Emerlie sneered. “You calling me a liar?”
“I’m not calling you anything. But I have a reputation for printing the truth, not wishful thinking.”
“It’s not wishful!”
Jacinda sighed and closed her notebook. “The only thing the knife thrower’s ever stuck you with was a mouthful of disappointment.” The look of outrage on Emerlie’s face was enough to make Jacinda giggle behind her glove.
“Find him yourself, then, cow!”
The girl flounced away, her tiny top hat bobbing over pin-curled blond hair, leaving Jacinda alone before a clockwork bird in the space between two wagons. Jacinda coughed down the rest of her giggles. Even if Emerlie was the reticule of gossip in the caravan, gently flattering half-truths out of the little ninny would have been immensely annoying, compared with going directly to the source. And now she had a lead on the sort of juicy story every journalist dreamed of nailing.

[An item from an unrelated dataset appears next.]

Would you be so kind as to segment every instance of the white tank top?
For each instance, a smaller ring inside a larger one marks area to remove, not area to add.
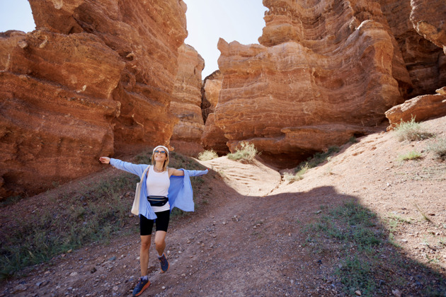
[[[155,172],[154,166],[150,166],[146,180],[148,196],[168,197],[168,187],[171,185],[171,180],[168,178],[167,170],[162,173]],[[171,209],[168,202],[162,206],[151,206],[154,212],[166,211]]]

Jacinda glanced up at the awkwardly dancing bird. As she ducked to move past it and into the tented space beyond, the machine’s head shot around, blocking her way. Shoving it did nothing to discourage it, and no matter which way she moved, it wouldn’t let her pass. When a small syringe appeared in its beak, she decided she’d had enough and removed a small metal device from the bag at her belt.

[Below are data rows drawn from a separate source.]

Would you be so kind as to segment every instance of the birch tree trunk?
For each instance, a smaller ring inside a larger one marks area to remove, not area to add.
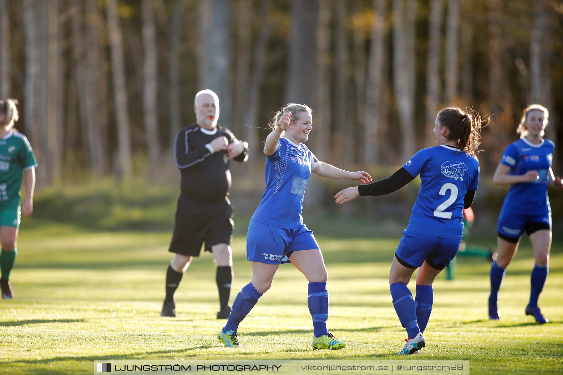
[[[543,1],[535,0],[534,6],[535,12],[534,15],[534,26],[531,30],[530,41],[530,78],[531,84],[531,102],[540,103],[543,98],[543,67],[542,61],[543,51],[542,50],[543,39],[544,17]]]
[[[125,76],[123,40],[117,13],[117,1],[106,0],[108,29],[111,47],[114,100],[117,121],[118,175],[127,182],[132,177],[129,103]]]
[[[158,158],[160,153],[157,124],[158,75],[157,44],[155,37],[154,15],[151,0],[142,0],[142,39],[145,49],[143,65],[143,110],[145,138],[148,151],[149,177],[151,181],[156,177]]]
[[[354,13],[358,15],[362,15],[364,9],[362,7],[359,2],[354,3],[353,9]],[[356,119],[356,126],[352,129],[352,144],[357,145],[357,147],[352,147],[352,150],[355,150],[355,157],[352,159],[356,162],[360,155],[360,152],[363,154],[364,142],[362,142],[364,134],[365,133],[365,127],[367,124],[365,123],[365,80],[367,77],[366,73],[366,53],[365,53],[365,40],[366,33],[362,24],[352,25],[354,38],[354,84],[356,89],[354,102],[355,105],[355,113]],[[363,157],[361,159],[363,159]]]
[[[531,85],[531,101],[539,103],[551,111],[549,125],[546,128],[546,138],[556,143],[557,150],[557,128],[558,121],[554,118],[557,112],[552,107],[553,98],[551,95],[552,76],[551,60],[552,47],[550,35],[552,21],[549,14],[546,13],[545,4],[542,0],[534,1],[535,12],[534,15],[534,26],[530,43],[530,79]],[[559,150],[561,155],[561,151]]]
[[[315,67],[305,56],[316,47],[319,0],[292,0],[285,101],[310,105],[315,96]]]
[[[209,88],[209,85],[210,71],[207,44],[211,29],[211,2],[209,0],[199,0],[198,13],[198,44],[196,49],[198,55],[197,91],[199,91]],[[220,97],[219,100],[221,99]]]
[[[242,136],[243,118],[248,102],[250,77],[252,7],[250,2],[239,0],[236,4],[236,70],[235,73],[235,100],[232,130]],[[264,22],[263,19],[261,19]]]
[[[37,40],[37,24],[35,17],[35,2],[25,0],[24,2],[24,24],[25,28],[25,87],[24,120],[26,135],[33,145],[34,151],[38,161],[43,161],[43,150],[41,142],[41,124],[39,121],[38,111],[41,105],[41,96],[38,96],[39,87],[39,46]],[[40,168],[44,168],[42,166]],[[41,185],[43,181],[38,183]]]
[[[446,105],[455,105],[458,93],[458,33],[459,29],[459,0],[448,0],[446,29]]]
[[[327,160],[330,139],[330,75],[329,71],[330,48],[330,0],[319,3],[316,35],[316,88],[312,105],[315,109],[315,129],[312,144],[315,155]]]
[[[336,2],[336,33],[335,35],[336,62],[334,70],[336,74],[336,102],[338,109],[336,111],[337,128],[338,131],[335,132],[332,139],[332,150],[331,155],[334,155],[340,165],[346,168],[352,160],[352,129],[351,121],[348,120],[348,35],[346,33],[346,3],[342,1]]]
[[[259,155],[262,153],[262,145],[260,140],[259,128],[260,124],[258,123],[258,109],[260,106],[260,86],[264,76],[266,67],[266,47],[268,40],[272,34],[272,21],[270,20],[269,0],[262,0],[260,10],[260,19],[263,20],[262,22],[262,29],[256,41],[254,48],[254,57],[252,62],[252,74],[250,76],[250,84],[248,89],[248,101],[246,106],[246,112],[244,115],[244,131],[242,133],[243,139],[248,142],[249,157],[248,162],[249,166],[245,169],[248,173],[254,170],[258,161],[261,160]]]
[[[35,31],[37,46],[39,48],[39,75],[37,77],[39,94],[37,106],[38,126],[40,128],[38,134],[41,143],[41,156],[38,157],[37,162],[43,168],[38,168],[35,172],[39,186],[48,185],[50,182],[51,164],[51,150],[49,147],[49,2],[37,2],[35,3]],[[41,15],[39,16],[39,15]],[[37,144],[37,142],[36,142]],[[41,159],[41,160],[39,160]]]
[[[86,40],[88,48],[86,58],[89,86],[92,97],[91,110],[95,115],[90,121],[95,121],[97,132],[93,135],[95,139],[99,137],[104,140],[100,142],[100,170],[102,174],[106,174],[109,169],[108,139],[108,114],[106,101],[109,97],[107,76],[105,67],[107,57],[105,55],[104,40],[105,28],[104,20],[96,5],[96,0],[88,0],[86,2]],[[95,119],[95,120],[93,120]]]
[[[62,129],[59,126],[57,119],[57,94],[59,92],[58,84],[59,73],[59,0],[51,0],[47,3],[48,14],[48,74],[47,78],[48,96],[47,98],[47,132],[49,159],[48,180],[59,183],[61,180],[61,165],[62,163],[61,153],[61,144],[59,143],[60,136],[59,132]]]
[[[90,71],[87,55],[84,49],[86,44],[84,43],[83,29],[84,22],[82,2],[74,1],[73,5],[73,60],[81,110],[80,124],[82,142],[87,150],[85,159],[88,166],[91,169],[95,176],[100,176],[103,174],[105,166],[102,155],[100,128],[96,121],[97,83],[92,78],[92,76],[96,73]]]
[[[462,27],[461,44],[462,94],[467,105],[473,103],[473,26],[469,22],[464,22]]]
[[[59,10],[57,14],[57,50],[56,50],[56,64],[57,64],[57,88],[56,90],[56,127],[57,127],[57,153],[54,156],[56,162],[59,164],[59,169],[58,177],[56,175],[56,182],[61,182],[64,179],[64,165],[65,156],[65,138],[66,129],[65,126],[65,107],[68,103],[68,98],[70,93],[68,92],[68,85],[65,84],[66,80],[66,65],[64,56],[66,52],[66,32],[68,28],[68,24],[66,20],[68,16],[68,9],[65,7],[64,4],[61,4],[61,2],[57,0]],[[64,17],[61,15],[65,15]],[[71,80],[72,80],[71,79]]]
[[[441,92],[440,79],[440,57],[441,46],[442,20],[444,0],[432,0],[428,19],[428,57],[426,59],[426,116],[425,125],[428,130],[436,120],[436,115],[440,105]],[[436,144],[436,137],[430,131],[425,133],[424,147]]]
[[[414,126],[415,71],[414,21],[417,0],[393,4],[394,80],[401,134],[401,158],[407,160],[416,148]]]
[[[180,110],[180,44],[182,34],[184,12],[186,8],[186,0],[178,0],[174,7],[170,26],[170,61],[169,61],[169,101],[170,101],[170,144],[171,152],[174,150],[174,140],[176,133],[182,127],[182,112]]]
[[[231,0],[211,0],[209,2],[213,15],[207,43],[209,86],[205,88],[213,90],[219,97],[219,123],[230,128],[233,124]]]
[[[364,128],[364,163],[379,162],[380,143],[382,142],[383,98],[386,89],[383,74],[387,57],[385,33],[387,0],[373,0],[375,19],[372,29],[366,85],[365,126]]]
[[[11,97],[12,69],[10,12],[7,0],[0,0],[0,96]]]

“That’s enough out of you.”
Holding the gadget as close to the bird as she dared, she pushed a red button, and a blue spark arced to the bird’s copper body and raced over its surface like a wave devouring sand. The thing went still, a slender curl of smoke rising from its eye. Tucking the disruptor back into her bag and rucking up her skirt, she slid under the bird’s now-still neck and entered the circle beyond the wagons. Useful things, disruptors.
Laughter, murmurs, and the occasional thunk carried from under the patchwork tent. Not wanting to encroach on what was clearly a personal space, Jacinda sent Brutus back to her wagon and kept to the circle of weak sunlight just beyond the tent’s shadow, skirting the wagons as she navigated around the spaces set up for practice or work. The strong man nodded to her warily, a two-headed Bludman leered at her, and the lizard boy raised an appreciative eye from where he snoozed in a lone sunbeam that fell through a rip in the tent. She nodded politely but didn’t stop to begin her interviews. She was too avid to reach the source of the repetitive thunk ing noise. All she knew about this Marco Taresque was that he was a knife thrower, a possible murderer, and someone with whom Emerlie desperately wanted to be physically linked, and that combination intrigued her in more ways than one.